Christine Poff, the former director for the Franklin Park Coalition, has been selected as the City’s director of the Community Preservation Committee (CPC), a newly established position and committee to overlook funds from Community Preservation Act (CPA), which was approved by voters last year, according to a press release.
The CPA will generate millions of dollars of revenue to be used for the creation and acquisition of affordable housing, historic preservation, and open space and recreation. The CPA created a Community Preservation Fund in which revenue is collected by a property tax-based surcharge on residential and business property tax bills. The tax collection began in July 2017.
The funding of any project using CPA funds requires a recommendation from the CPC and appropriation by the City. The committee will study community preservation needs and make recommendations on how CPA funds should be allocated.
As director of the CPC, Poff will work closely with staff from City departments and members of the community to determine need, ensure transparency in the application process and funding awards, and complete annual reports on CPA projects and expenditures.
“I’m so honored to be at the helm of Boston’s new Community Preservation Program,” said Poff, according to the press release. “When I think about this city I love, it’s the three CPA components that feel most vital going forward: affordable housing – a basic human right; green space that enhances quality of life for everyone; and historic preservation to maintain our neighborhood gems. I can’t wait to work with Mayor Walsh and his team, the City Council, and community members across Boston to make our city the best it can be.”
Poff has previously worked as political director of the National Association of Social Workers, where she advocated for economic and social justice bills at the State House. Prior to that, she served for nearly 15 years as executive director of the Franklin Park Coalition, where she worked to bring back park institutions including the Elma Lewis Playhouse, the FPC Youth Crew, and the annual Kite and Bike Festival. Poff also started the Boston Park Advocates, which is a citywide network of park leaders that aim to bring attention to the City’s open spaces.
Poff earned a master degree of social work from the City University of New York and a bachelor degree from Wellesley College.
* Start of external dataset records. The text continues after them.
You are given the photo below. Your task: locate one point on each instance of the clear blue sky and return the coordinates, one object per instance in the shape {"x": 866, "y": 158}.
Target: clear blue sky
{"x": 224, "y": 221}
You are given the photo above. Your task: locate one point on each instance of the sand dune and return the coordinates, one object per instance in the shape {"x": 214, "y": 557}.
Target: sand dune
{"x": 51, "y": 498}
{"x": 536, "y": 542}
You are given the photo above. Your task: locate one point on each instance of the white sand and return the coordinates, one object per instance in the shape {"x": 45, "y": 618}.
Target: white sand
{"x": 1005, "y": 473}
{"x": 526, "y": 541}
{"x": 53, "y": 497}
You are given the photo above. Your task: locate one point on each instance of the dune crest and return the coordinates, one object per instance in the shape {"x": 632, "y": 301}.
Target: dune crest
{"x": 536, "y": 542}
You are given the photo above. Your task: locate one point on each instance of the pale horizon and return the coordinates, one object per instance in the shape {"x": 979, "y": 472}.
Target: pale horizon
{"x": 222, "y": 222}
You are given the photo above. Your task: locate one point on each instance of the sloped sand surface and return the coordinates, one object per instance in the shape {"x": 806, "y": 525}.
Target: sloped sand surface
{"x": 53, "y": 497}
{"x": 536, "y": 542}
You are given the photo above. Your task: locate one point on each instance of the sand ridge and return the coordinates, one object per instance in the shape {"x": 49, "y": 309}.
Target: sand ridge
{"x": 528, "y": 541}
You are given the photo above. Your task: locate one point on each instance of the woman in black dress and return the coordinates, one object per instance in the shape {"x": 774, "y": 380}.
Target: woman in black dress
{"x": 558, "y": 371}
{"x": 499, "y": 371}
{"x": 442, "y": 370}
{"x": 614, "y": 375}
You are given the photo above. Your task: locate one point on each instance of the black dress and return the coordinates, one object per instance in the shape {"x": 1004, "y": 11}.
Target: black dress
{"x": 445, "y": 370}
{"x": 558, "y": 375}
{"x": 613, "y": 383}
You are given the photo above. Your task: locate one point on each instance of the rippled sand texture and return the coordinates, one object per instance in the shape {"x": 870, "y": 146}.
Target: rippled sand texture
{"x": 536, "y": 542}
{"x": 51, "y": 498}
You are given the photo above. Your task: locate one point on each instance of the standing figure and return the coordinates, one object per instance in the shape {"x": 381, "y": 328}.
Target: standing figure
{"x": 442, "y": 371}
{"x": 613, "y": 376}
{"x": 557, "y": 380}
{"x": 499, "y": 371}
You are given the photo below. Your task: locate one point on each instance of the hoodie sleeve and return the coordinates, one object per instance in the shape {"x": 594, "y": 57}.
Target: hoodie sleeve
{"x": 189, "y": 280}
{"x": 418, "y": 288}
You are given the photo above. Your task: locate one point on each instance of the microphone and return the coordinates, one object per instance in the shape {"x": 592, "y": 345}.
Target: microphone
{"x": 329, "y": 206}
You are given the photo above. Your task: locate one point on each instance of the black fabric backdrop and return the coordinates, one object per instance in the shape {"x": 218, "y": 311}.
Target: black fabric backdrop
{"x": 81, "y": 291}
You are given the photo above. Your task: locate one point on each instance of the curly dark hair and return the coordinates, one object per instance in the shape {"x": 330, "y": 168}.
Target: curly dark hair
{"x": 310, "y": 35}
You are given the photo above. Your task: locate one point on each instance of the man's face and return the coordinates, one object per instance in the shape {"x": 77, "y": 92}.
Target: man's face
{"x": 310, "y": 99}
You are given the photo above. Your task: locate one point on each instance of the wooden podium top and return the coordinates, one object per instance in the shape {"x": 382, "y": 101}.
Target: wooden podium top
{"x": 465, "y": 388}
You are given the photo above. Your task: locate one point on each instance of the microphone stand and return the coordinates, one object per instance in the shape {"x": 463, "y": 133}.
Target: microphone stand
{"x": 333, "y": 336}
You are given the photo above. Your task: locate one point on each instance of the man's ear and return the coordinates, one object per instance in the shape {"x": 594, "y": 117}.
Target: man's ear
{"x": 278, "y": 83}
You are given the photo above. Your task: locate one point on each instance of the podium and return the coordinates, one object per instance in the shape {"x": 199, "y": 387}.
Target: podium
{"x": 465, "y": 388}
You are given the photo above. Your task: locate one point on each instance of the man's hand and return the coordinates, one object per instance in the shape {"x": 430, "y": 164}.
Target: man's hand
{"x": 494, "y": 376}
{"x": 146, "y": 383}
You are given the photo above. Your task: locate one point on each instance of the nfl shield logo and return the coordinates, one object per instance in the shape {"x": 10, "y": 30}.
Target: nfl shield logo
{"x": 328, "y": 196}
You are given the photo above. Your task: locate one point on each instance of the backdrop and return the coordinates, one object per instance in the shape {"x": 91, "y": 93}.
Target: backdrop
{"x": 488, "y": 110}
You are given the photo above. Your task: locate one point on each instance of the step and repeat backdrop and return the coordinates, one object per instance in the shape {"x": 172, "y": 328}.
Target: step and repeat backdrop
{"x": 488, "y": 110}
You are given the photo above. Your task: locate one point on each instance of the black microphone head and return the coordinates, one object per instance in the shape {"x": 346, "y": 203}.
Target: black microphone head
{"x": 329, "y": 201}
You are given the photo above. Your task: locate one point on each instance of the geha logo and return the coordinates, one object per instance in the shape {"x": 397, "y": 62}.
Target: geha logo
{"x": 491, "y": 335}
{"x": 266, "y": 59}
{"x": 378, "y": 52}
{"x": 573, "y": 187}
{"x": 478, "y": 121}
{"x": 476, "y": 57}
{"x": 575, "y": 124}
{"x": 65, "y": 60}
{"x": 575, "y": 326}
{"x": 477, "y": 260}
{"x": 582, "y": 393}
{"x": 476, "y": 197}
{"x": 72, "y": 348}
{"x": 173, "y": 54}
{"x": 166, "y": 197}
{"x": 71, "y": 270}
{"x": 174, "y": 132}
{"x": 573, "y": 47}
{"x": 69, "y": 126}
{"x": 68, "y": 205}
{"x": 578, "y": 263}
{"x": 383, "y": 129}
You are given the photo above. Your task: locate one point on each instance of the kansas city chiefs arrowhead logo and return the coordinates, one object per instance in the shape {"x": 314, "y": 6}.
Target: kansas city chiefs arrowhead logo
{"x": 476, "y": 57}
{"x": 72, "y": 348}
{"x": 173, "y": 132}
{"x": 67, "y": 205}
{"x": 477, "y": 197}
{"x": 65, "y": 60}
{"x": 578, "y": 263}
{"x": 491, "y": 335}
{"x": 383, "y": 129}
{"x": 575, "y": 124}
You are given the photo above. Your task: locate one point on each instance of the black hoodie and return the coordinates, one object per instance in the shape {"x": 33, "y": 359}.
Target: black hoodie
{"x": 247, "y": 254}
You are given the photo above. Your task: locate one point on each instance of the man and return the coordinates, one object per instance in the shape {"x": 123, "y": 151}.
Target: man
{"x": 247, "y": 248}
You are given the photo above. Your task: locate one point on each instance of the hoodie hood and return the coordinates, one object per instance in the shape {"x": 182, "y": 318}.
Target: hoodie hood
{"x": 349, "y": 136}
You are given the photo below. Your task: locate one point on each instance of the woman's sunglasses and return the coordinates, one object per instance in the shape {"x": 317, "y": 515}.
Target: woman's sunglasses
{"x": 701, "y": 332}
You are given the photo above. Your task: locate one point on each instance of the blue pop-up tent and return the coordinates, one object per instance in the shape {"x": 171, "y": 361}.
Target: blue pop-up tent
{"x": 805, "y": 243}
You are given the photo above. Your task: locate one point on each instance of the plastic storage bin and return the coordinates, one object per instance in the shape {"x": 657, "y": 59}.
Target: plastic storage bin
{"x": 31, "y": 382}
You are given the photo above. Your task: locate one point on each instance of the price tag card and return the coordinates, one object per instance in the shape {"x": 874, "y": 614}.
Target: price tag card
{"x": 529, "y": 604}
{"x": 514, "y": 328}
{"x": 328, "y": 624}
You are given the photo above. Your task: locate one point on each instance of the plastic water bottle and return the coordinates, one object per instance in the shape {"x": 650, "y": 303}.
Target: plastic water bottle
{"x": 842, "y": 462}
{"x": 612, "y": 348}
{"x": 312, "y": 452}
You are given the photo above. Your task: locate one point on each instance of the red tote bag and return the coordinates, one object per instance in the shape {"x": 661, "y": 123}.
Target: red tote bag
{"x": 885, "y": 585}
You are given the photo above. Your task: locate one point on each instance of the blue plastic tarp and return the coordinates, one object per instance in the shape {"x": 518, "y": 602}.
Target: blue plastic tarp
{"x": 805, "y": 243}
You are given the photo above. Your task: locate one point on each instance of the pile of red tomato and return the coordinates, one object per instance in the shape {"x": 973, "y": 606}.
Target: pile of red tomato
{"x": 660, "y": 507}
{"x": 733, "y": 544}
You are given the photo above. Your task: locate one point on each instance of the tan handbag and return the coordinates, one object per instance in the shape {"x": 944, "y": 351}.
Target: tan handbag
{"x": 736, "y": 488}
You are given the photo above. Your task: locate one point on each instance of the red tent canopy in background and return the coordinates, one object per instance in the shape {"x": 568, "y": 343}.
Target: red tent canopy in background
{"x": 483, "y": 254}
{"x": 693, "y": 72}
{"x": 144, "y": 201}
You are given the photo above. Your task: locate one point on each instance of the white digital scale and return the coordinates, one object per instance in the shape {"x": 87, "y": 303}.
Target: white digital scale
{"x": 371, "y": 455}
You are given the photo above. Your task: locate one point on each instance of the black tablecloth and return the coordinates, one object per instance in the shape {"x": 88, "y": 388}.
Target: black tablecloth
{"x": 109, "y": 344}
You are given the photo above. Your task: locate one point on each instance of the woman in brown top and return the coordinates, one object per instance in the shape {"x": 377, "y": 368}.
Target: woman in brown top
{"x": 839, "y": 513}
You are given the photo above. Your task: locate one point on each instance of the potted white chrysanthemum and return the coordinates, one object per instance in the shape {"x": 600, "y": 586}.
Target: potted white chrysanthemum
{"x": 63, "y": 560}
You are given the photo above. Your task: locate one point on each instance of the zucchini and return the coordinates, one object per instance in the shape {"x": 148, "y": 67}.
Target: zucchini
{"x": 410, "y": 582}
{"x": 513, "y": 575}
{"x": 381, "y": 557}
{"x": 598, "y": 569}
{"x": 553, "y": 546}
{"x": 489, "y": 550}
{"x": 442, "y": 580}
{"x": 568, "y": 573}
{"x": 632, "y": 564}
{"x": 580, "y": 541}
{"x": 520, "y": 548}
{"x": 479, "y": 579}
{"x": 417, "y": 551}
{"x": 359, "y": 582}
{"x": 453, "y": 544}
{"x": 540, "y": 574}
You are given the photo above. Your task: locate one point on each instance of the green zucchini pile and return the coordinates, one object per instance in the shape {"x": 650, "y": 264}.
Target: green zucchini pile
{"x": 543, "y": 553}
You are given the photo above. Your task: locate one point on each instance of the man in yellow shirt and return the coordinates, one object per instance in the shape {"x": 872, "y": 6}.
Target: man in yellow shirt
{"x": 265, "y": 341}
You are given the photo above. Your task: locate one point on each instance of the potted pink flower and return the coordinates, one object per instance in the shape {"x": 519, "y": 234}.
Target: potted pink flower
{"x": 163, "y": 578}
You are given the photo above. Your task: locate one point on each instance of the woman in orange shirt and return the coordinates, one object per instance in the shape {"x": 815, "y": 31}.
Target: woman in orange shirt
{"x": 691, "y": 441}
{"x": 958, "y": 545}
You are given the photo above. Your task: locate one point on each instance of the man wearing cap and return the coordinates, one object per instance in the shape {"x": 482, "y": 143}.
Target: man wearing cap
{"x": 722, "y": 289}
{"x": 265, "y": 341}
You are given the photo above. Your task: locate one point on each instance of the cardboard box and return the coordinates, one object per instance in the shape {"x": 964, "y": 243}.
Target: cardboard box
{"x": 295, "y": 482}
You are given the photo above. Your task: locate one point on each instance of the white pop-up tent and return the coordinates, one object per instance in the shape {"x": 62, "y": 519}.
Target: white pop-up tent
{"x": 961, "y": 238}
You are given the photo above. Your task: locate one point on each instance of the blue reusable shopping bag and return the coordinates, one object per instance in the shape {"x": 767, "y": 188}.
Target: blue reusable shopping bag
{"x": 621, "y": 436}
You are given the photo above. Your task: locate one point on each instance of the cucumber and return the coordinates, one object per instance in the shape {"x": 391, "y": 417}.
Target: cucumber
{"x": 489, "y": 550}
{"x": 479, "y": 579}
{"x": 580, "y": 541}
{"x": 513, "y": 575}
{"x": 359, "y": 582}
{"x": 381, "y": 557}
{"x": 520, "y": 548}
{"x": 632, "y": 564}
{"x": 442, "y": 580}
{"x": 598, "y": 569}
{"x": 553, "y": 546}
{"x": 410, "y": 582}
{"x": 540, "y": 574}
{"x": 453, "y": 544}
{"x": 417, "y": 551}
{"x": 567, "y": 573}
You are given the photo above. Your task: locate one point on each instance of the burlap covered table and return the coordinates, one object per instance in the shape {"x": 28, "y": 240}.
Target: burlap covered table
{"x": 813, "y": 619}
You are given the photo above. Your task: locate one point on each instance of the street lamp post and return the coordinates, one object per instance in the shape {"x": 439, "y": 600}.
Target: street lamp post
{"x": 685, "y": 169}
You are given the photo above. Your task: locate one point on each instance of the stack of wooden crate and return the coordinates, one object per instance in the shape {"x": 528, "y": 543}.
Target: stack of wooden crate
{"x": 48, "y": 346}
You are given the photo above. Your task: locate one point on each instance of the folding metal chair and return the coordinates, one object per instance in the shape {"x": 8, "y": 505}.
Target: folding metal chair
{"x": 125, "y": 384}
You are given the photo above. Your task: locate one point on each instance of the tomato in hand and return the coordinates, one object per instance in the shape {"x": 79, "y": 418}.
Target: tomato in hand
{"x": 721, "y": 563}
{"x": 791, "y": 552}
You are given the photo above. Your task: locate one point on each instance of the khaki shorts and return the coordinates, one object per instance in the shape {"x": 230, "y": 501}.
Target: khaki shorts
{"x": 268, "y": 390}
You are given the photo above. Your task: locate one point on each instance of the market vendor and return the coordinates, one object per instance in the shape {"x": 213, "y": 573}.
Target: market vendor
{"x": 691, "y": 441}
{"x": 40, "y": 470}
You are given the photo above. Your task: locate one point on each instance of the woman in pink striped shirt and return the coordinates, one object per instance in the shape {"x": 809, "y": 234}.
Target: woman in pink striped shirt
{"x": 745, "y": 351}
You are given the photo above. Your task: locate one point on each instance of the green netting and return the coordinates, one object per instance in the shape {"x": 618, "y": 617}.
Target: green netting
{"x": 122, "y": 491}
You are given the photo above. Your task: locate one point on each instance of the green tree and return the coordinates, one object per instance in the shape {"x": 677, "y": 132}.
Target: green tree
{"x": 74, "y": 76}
She resides in Jamaica Plain with her two sons, who graduated from Boston Public Schools.
“I am incredibly pleased to welcome Christine to this new role as director of the Community Preservation Committee, which will have an important role in ensuring that the funding captured through the CPA is re-invested in our communities,” said Mayor Walsh, according to the press release. “Christine is someone who for many years has been actively involved with organizations that improve the communities around them, and I look forward to continuing that work with her in this new capacity.”